Ti sarà inviata una password per E-mail
Tempo di lettura: 2 min.

Nel percorso della vita, non bisogna mai dare per scontato che si possa cambiare. Con una terapia di supporto possiamo capire certi aspetti di noi che ci fanno soffrire.

Ci scrive Paola, 65 anni:
“Sono vedova da 18 anni e da allora non mi sono mai rifatta una vita. Non perché non l’abbia mai desiderato, semplicemente non ne ho mai avuto l’occasione. Nonostante questo, la mia vita è felice e piena.

Per esempio una volta alla settimana partecipo a un gruppo di lettura in inglese.

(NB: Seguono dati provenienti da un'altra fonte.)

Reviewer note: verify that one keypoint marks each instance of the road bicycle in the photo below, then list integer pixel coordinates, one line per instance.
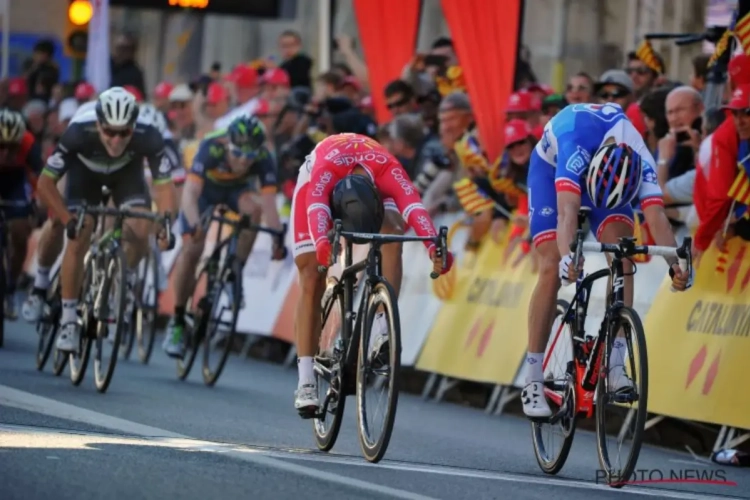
(345, 361)
(206, 317)
(105, 271)
(580, 386)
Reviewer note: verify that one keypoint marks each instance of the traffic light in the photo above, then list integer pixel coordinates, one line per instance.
(80, 13)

E’ lì che ho incontrato Joseph, un inglese elegante e di bell’aspetto. Siamo diventati inseparabili e sento per lui qualcosa che va al di là di una semplice amicizia. Mi sento felice quando lui mi è vicino, più di quanto sia mai stata felice vicino a qualcun altro.

Ma ho paura che se gli confessassi i miei sentimenti potrebbe rifiutarmi, perché forse lui non sente le stesse cose per me. Se gli parlassi e ciò che sento per lui non fosse condiviso, non potrei sopportare di perderlo anche come amico…”

Cara Paola,
la situazione in cui ti trovi è difficile perché riguarda la tua sfera affettiva, che hai trascurato per tanti anni, e la paura dell’abbandono.

Devi davvero cercare di comprendere perché questa storia fra te e Joseph non sia mai andata più in là dell’amicizia e perché Joseph non abbia fatto il primo passo.

Forse non è troppo tardi per chiedere un consulto a uno psicoterapeuta, il cui approccio professionale può spingerti a porre a te stessa le domande giuste, senza farti del male.

Questo supporto potrebbe forse aiutarti a superare le tue paure e sbloccare la situazione con Joseph.